本発明は、特異的な癌細胞の種類に標的化し得る複数の要素を担持する均一な融合タンパク質コンジュゲートを含めたタンパク質コンジュゲート及び融合タンパク質を含む、治療用ペプチド及びその医薬組成物の設計及び調製に関する。治療用ペプチド及びその医薬組成物を用いる標的療法のこうした目的は、（1）癌細胞表面バイオマーカーに対する高いアフィニティーを有する標的成分、（2）各要素の、融合タンパク質の特異的な部位への結合のための部位特異的方法、及び（3）治療要素の放出のための開裂部位、を用いて達成することができる。

本明細書に記載の方法及び治療用タンパク質は、生物活性作用物質（例えば、癌治療薬）を標的化薬物送達（例えば、癌細胞への標的化送達）するのに有用であり得るタンパク質に結合するために部位特異的架橋反応を用いる。したがって、本明細書に記載の治療用タンパク質の一組は、細胞表面バイオマーカーのリガンド、低分子薬物要素、イメージング剤又は光学的作用物質（optical agent）等の化合物に架橋した、モノマー形態又はマルチマー形態の様々なタンパク質（例えば、アネキシンタンパク質又はその類縁体）からなり得る架橋化合物である。いくつかの実施形態において、治療用タンパク質は、68,000Daという糸球体ろ過の腎閾値を克服するように簡潔に設計することもできるし、又はホスファチジルセリン以外にも細胞表面のバイオマーカーを標的とすることもできるし、又は癌細胞の破壊のための作用物質を担持することもできる。

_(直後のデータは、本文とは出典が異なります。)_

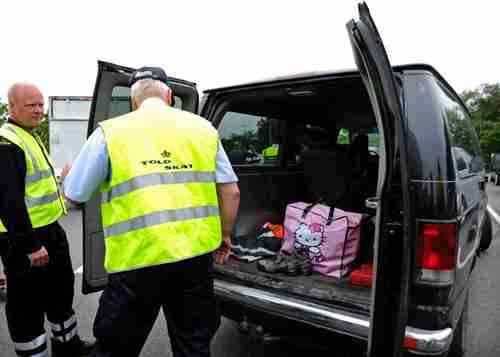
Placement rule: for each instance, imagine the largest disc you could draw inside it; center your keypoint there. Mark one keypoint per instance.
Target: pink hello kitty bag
(329, 236)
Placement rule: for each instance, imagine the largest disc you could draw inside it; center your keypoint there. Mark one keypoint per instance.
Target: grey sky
(56, 44)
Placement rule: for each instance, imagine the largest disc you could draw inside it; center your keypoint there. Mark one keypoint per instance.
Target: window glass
(120, 102)
(251, 139)
(465, 144)
(343, 137)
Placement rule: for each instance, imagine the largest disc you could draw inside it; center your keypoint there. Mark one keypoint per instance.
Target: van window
(464, 141)
(251, 139)
(343, 137)
(120, 102)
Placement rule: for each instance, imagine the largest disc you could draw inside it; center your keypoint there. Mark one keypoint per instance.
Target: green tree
(484, 106)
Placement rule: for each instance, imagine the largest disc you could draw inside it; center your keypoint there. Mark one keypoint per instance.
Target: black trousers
(131, 302)
(36, 292)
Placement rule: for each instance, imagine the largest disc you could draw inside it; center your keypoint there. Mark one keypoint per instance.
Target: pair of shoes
(290, 264)
(76, 347)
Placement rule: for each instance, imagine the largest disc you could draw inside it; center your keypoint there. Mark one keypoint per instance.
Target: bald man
(35, 249)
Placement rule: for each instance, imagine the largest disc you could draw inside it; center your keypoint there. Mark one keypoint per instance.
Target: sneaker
(281, 264)
(302, 262)
(76, 347)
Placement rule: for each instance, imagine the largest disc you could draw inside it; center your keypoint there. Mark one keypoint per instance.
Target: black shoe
(75, 347)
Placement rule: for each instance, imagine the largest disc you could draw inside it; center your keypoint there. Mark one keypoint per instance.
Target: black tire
(486, 233)
(461, 335)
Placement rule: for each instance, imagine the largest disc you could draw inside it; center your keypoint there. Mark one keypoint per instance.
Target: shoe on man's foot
(76, 347)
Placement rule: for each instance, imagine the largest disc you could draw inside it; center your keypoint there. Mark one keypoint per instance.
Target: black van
(419, 175)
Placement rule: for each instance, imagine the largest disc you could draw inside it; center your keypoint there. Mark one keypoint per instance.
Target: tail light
(436, 253)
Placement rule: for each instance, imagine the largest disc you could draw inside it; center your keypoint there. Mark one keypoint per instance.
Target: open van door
(392, 256)
(112, 98)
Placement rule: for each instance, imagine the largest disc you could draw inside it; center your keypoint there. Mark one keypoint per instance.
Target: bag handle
(308, 209)
(330, 216)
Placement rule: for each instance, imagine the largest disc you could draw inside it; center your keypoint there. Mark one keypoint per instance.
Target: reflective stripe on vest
(155, 218)
(42, 198)
(160, 204)
(153, 179)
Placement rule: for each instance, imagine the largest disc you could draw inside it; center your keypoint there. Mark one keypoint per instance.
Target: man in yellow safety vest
(33, 246)
(169, 197)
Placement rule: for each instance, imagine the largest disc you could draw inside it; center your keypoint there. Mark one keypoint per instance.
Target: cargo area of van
(314, 142)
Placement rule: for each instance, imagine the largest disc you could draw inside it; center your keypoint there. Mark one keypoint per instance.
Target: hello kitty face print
(308, 239)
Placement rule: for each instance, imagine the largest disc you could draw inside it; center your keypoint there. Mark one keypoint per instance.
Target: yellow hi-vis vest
(43, 200)
(160, 204)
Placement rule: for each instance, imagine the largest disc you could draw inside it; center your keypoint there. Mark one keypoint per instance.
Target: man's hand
(221, 255)
(65, 171)
(39, 258)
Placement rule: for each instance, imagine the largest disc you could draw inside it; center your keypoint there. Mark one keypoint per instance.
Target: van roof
(319, 74)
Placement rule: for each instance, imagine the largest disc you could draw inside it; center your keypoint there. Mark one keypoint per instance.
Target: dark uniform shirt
(13, 211)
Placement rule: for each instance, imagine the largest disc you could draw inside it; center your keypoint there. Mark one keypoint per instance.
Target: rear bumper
(425, 342)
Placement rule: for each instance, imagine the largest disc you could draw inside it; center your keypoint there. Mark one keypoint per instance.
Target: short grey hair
(147, 88)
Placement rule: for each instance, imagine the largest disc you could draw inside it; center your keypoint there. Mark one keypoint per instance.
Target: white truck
(68, 118)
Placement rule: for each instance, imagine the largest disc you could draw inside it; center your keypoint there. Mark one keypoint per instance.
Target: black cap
(148, 72)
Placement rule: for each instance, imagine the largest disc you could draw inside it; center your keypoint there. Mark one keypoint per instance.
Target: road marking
(493, 214)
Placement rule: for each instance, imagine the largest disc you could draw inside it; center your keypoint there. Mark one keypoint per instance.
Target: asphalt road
(484, 317)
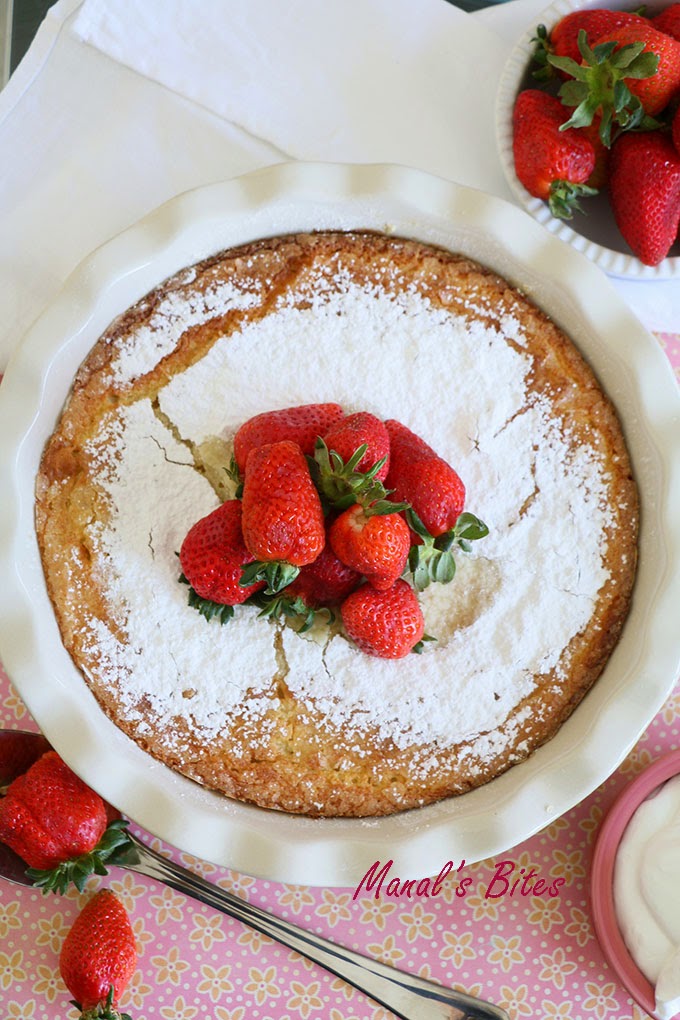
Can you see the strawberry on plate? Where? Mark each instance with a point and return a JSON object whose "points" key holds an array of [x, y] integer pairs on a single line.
{"points": [[625, 79], [318, 588], [668, 20], [423, 479], [644, 193], [301, 424], [372, 542], [562, 40], [282, 520], [675, 131], [59, 826], [99, 958], [387, 624], [326, 581], [212, 557], [553, 164], [654, 91]]}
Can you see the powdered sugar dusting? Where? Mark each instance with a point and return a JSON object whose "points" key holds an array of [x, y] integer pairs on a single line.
{"points": [[149, 344], [517, 602], [170, 659]]}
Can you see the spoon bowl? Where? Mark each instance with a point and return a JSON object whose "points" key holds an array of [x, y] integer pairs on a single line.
{"points": [[406, 996]]}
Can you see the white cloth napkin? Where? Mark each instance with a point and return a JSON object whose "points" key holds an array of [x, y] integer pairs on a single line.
{"points": [[118, 106], [354, 81]]}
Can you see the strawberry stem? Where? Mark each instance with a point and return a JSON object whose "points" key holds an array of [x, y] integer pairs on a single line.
{"points": [[564, 198], [276, 573], [341, 486], [598, 85], [113, 848], [433, 559]]}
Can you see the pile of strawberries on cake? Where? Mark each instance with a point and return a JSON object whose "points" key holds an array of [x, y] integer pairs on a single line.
{"points": [[606, 114], [331, 510]]}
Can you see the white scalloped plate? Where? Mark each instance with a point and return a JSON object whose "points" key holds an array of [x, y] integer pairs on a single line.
{"points": [[628, 360], [594, 234]]}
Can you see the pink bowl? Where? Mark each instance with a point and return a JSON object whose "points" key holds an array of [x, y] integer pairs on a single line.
{"points": [[602, 878]]}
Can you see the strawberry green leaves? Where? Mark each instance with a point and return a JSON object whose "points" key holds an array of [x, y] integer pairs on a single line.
{"points": [[341, 483], [113, 848], [206, 607], [433, 560], [597, 86]]}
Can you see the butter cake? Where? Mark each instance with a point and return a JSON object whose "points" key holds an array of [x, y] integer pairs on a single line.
{"points": [[308, 723]]}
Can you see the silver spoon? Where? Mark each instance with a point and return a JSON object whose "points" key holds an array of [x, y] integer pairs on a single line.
{"points": [[407, 996]]}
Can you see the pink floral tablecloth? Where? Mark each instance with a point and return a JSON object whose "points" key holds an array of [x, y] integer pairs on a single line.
{"points": [[536, 956]]}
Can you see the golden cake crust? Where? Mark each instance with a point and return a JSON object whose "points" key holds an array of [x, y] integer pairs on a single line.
{"points": [[288, 755]]}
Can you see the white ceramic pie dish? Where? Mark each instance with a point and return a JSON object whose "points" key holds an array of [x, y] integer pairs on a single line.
{"points": [[595, 233], [628, 361]]}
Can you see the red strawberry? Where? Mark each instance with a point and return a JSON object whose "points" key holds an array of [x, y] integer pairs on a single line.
{"points": [[58, 825], [419, 476], [669, 20], [676, 131], [320, 584], [595, 22], [552, 164], [326, 581], [282, 519], [99, 957], [656, 91], [373, 543], [213, 555], [356, 430], [644, 193], [388, 624], [599, 175], [300, 424], [18, 752], [624, 78]]}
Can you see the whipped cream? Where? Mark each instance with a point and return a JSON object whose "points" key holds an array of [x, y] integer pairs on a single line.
{"points": [[517, 602], [646, 894]]}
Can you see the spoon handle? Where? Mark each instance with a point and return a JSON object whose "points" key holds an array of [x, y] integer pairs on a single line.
{"points": [[407, 996]]}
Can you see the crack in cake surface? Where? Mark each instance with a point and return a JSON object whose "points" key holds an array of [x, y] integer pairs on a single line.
{"points": [[539, 568]]}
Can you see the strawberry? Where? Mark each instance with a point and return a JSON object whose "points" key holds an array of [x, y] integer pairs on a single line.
{"points": [[423, 479], [599, 175], [326, 581], [371, 542], [359, 429], [212, 557], [553, 164], [676, 131], [320, 584], [99, 957], [668, 20], [388, 624], [300, 424], [282, 519], [563, 39], [18, 752], [656, 91], [625, 79], [644, 193], [58, 825], [432, 558]]}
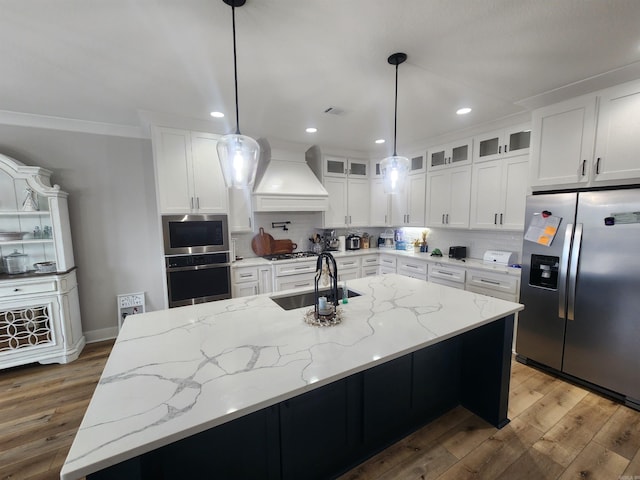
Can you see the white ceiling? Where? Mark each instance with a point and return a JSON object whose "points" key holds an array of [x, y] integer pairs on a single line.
{"points": [[108, 60]]}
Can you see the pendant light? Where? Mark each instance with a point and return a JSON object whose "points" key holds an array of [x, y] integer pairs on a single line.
{"points": [[395, 168], [238, 153]]}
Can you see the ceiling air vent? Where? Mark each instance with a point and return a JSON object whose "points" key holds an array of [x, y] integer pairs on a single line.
{"points": [[334, 111]]}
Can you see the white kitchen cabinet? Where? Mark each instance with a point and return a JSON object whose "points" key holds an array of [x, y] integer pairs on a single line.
{"points": [[380, 205], [411, 267], [408, 207], [240, 213], [349, 268], [448, 194], [188, 174], [618, 136], [370, 265], [348, 202], [454, 154], [39, 312], [388, 264], [447, 275], [502, 143], [588, 141], [343, 167], [498, 194], [562, 143], [252, 280], [497, 285], [417, 164]]}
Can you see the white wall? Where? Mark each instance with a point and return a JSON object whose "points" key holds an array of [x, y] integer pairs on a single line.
{"points": [[114, 220]]}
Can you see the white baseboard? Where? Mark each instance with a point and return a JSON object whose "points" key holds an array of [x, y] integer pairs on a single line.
{"points": [[92, 336]]}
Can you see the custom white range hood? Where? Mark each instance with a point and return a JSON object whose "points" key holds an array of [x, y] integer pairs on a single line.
{"points": [[286, 184]]}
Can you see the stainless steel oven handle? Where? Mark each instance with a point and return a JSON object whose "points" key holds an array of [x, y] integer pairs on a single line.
{"points": [[198, 267], [563, 271], [573, 272]]}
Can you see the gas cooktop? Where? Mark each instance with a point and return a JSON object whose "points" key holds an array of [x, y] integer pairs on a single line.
{"points": [[289, 256]]}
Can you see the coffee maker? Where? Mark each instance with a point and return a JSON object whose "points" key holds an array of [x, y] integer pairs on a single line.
{"points": [[331, 242]]}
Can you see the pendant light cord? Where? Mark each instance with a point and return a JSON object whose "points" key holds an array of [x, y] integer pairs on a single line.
{"points": [[235, 67], [395, 116]]}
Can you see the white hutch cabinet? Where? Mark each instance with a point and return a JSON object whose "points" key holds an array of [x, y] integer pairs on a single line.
{"points": [[39, 312]]}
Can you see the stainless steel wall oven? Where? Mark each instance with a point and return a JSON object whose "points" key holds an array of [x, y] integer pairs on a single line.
{"points": [[197, 259], [200, 278]]}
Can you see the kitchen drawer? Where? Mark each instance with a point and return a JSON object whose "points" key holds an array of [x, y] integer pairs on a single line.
{"points": [[450, 274], [492, 282], [413, 267], [369, 270], [347, 263], [369, 260], [295, 268], [388, 261], [246, 274], [306, 280], [27, 288]]}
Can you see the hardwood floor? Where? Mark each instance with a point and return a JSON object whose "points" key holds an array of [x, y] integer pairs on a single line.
{"points": [[41, 407], [557, 430]]}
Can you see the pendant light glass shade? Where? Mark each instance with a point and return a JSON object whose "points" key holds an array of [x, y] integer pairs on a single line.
{"points": [[238, 154], [394, 171], [395, 168]]}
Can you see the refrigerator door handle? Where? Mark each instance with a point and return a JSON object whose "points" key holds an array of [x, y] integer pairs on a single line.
{"points": [[562, 273], [573, 271]]}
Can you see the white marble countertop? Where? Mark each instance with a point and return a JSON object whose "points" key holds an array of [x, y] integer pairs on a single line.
{"points": [[473, 263], [174, 373]]}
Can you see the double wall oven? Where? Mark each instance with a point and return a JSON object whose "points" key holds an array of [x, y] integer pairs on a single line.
{"points": [[197, 258]]}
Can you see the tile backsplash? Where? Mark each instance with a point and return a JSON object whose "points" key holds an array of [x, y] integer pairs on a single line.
{"points": [[304, 224], [476, 241]]}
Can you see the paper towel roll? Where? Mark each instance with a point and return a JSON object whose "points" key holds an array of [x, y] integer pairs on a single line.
{"points": [[342, 243]]}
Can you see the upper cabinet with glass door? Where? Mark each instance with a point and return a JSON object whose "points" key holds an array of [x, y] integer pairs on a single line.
{"points": [[342, 167], [454, 154], [502, 143]]}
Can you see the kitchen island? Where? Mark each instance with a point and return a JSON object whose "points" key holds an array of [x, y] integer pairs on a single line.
{"points": [[244, 389]]}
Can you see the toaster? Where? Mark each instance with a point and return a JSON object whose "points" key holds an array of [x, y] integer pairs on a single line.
{"points": [[458, 252]]}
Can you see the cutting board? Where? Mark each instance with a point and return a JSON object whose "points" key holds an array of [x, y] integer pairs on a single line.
{"points": [[262, 243], [283, 246]]}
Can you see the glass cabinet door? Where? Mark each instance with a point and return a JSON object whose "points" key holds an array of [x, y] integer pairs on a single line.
{"points": [[335, 166], [359, 168]]}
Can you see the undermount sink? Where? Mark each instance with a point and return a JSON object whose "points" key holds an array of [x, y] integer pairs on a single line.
{"points": [[306, 299]]}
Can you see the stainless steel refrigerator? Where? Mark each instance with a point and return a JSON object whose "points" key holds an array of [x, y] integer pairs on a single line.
{"points": [[582, 291]]}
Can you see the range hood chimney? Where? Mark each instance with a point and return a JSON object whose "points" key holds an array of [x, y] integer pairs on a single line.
{"points": [[285, 183]]}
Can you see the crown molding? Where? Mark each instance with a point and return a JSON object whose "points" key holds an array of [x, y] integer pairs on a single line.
{"points": [[31, 120]]}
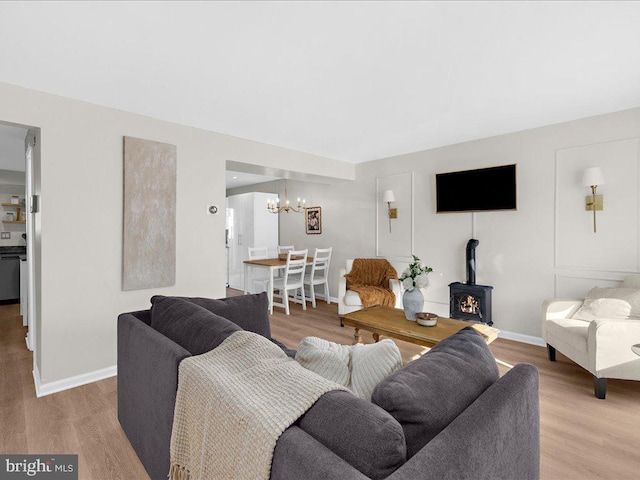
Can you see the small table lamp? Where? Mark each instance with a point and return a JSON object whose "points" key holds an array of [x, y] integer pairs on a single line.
{"points": [[592, 177], [389, 197]]}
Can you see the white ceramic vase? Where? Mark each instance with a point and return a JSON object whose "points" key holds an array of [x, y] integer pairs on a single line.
{"points": [[412, 302]]}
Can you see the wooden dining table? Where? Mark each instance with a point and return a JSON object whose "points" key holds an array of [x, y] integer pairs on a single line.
{"points": [[272, 264]]}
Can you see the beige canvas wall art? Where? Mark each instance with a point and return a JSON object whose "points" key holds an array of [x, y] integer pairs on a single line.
{"points": [[149, 236]]}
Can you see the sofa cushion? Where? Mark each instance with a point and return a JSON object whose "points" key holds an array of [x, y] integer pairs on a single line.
{"points": [[430, 392], [249, 312], [570, 331], [189, 325], [359, 367], [359, 432], [352, 299], [616, 303], [328, 359], [370, 364], [290, 353]]}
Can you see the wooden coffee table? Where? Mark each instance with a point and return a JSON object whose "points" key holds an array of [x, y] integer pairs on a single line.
{"points": [[391, 322]]}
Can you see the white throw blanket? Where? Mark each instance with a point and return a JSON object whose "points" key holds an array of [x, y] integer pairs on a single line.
{"points": [[232, 405]]}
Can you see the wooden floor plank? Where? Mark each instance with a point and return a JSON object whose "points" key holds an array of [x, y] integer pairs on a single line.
{"points": [[581, 437]]}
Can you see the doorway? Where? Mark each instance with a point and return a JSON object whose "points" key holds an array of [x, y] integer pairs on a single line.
{"points": [[19, 161]]}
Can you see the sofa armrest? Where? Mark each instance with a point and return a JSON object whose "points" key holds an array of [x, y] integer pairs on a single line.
{"points": [[609, 346], [147, 384], [496, 437], [556, 308], [396, 288], [298, 455]]}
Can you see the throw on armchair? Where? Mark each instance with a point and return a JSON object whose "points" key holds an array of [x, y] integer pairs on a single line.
{"points": [[597, 333], [376, 273]]}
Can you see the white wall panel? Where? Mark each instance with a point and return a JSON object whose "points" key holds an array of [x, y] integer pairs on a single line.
{"points": [[615, 245], [577, 285], [395, 243]]}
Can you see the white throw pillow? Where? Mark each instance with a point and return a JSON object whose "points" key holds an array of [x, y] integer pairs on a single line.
{"points": [[615, 303], [327, 359], [370, 364], [358, 367]]}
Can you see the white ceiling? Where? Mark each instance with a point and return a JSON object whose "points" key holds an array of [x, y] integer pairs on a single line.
{"points": [[354, 81], [242, 179]]}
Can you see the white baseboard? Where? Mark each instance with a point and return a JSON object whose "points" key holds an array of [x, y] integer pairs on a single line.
{"points": [[520, 337], [43, 389]]}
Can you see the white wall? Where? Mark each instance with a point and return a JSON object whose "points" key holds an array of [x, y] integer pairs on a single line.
{"points": [[7, 190], [81, 219], [517, 252], [12, 148]]}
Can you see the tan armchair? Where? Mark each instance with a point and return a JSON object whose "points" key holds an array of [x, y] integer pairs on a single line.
{"points": [[601, 346], [349, 301]]}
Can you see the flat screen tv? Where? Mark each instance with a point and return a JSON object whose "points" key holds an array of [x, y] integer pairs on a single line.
{"points": [[478, 190]]}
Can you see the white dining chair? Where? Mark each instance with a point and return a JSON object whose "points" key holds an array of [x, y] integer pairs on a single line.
{"points": [[319, 274], [259, 253], [285, 248], [292, 280]]}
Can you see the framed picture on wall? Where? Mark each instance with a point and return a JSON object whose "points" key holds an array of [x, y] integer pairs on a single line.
{"points": [[313, 220]]}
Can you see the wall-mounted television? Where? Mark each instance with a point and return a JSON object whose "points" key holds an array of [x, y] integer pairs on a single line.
{"points": [[479, 190]]}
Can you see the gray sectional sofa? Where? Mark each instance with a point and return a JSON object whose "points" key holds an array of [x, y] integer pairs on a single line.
{"points": [[447, 415]]}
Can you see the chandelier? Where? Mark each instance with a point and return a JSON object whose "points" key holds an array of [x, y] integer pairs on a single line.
{"points": [[274, 206]]}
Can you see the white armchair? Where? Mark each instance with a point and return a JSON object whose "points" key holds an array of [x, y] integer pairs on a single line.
{"points": [[602, 346], [349, 301]]}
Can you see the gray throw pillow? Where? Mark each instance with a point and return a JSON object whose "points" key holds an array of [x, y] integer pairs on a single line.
{"points": [[189, 325], [358, 431], [249, 312], [430, 392]]}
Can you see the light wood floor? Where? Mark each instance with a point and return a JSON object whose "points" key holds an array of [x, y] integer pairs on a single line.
{"points": [[582, 437]]}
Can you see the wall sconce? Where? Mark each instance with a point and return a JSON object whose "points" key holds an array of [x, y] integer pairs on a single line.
{"points": [[592, 177], [389, 197]]}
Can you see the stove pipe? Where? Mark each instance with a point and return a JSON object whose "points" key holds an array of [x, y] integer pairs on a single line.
{"points": [[471, 261]]}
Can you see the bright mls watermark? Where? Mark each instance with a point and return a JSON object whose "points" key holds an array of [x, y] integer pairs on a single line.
{"points": [[52, 467]]}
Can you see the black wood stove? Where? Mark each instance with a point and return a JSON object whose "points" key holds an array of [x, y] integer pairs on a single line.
{"points": [[468, 301]]}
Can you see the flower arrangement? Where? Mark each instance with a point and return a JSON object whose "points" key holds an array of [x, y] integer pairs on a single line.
{"points": [[415, 275]]}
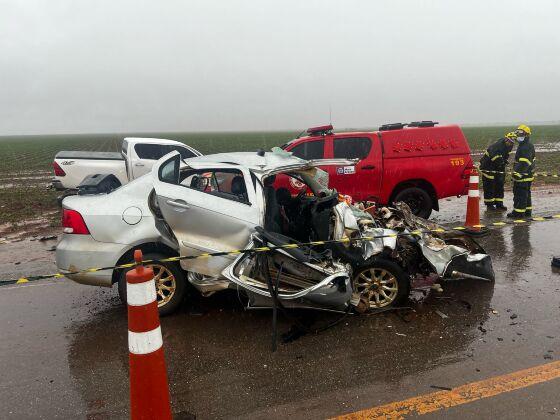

本発明は、架橋生成物を製造する方法及びマイクロアレイにおいて架橋生成物自体を使用する又は架橋生成物を成分として使用する方法、ファインケミカル及びキットの製造、放射性標識、分子イメージング及び光学イメージングの用途、並びに癌の診断及び処置にさらに関する。本開示の焦点は癌細胞に集中しているが、本発明及び本方法は、特定のウイルス病等、ホスファチジルセリンが細胞の外側表面に出現している病態を含む、その他の治療方法に使用することができる。

本明細書に記載のように、アネキシンのタンパク質ファミリーのメンバーは、特に興味深いものである。例えば、アネキシンVは、診断に関する研究の対象となり、顕著な毒性を伴うこともなく臨床での使用に用いられてきた。アポトーシス細胞の細胞表面バイオマーカーであるホスファチジルセリン（PS）に対しては、アネキシンVの高いアフィニティーが十分に確立されている。このタンパク質は、治療用タンパク質、例えばイメージング剤（imaging agent）の開発に使用することができる。PSに対する高いアフィニティーに加えて、アネキシンVは、免疫系及び細胞のクリアランスに影響する有力な特性も有する。実際、この10年間にわたる研究は、細胞の表面におけるホスファチジルセリンの曝露が免疫応答を阻害し得ることを示してきた。X. Yanらによる最近の研究により、PSを遮断すると、T細胞が媒介する腫瘍免疫が増強されて、腫瘍成長の阻害が起きることが示されている（Cancer Immunol Immunother. 2012年、61、1917〜27）。実際、本発明者らは、免疫療法薬としてのアネキシンを主体とする治療薬の使用を実用化する、新たな組成物を本明細書に記載している。

臨床に関連したアネキシンVの別の特徴は、食細胞をリクルートして、N末端におけるRGTトライアドからRGDトライアドへの突然変異のときにエフェロサイトーシスに関わる能力である（K. Schuttersら、Cell Death Differ. 2013年20、49〜56）。最近、単核食細胞系列（mononuclear phagocyte lineage）は、癌患者用の新規な処置に活用され得る、生物学的及び臨床的に顕著な腫瘍増強作用を有することが見出された（D.S. Dickensら、J Pediatr Hematol Oncol. 2009年、31、14〜7）。その結果、T細胞抗腫瘍免疫を引き出す（unlock）アネキシンの能力及びアネキシンのエフェロサイトーシス可能性は、ホーミング剤及び複数の治療用カーゴ（therapeutic cargo）の送達系としてのアネキシンの役割にさらなる特質をもたらす。

本明細書に記載の治療用タンパク質において、アネキシンタンパク質（及びバイオマーカーへのさらなるリガンド）は標的化用成分として働き、薬物は弾頭として働く。上記で示したように、アネキシンタンパク質は、作用物質にさらなる特質を与える、抗腫瘍免疫を促進する可能性も有する。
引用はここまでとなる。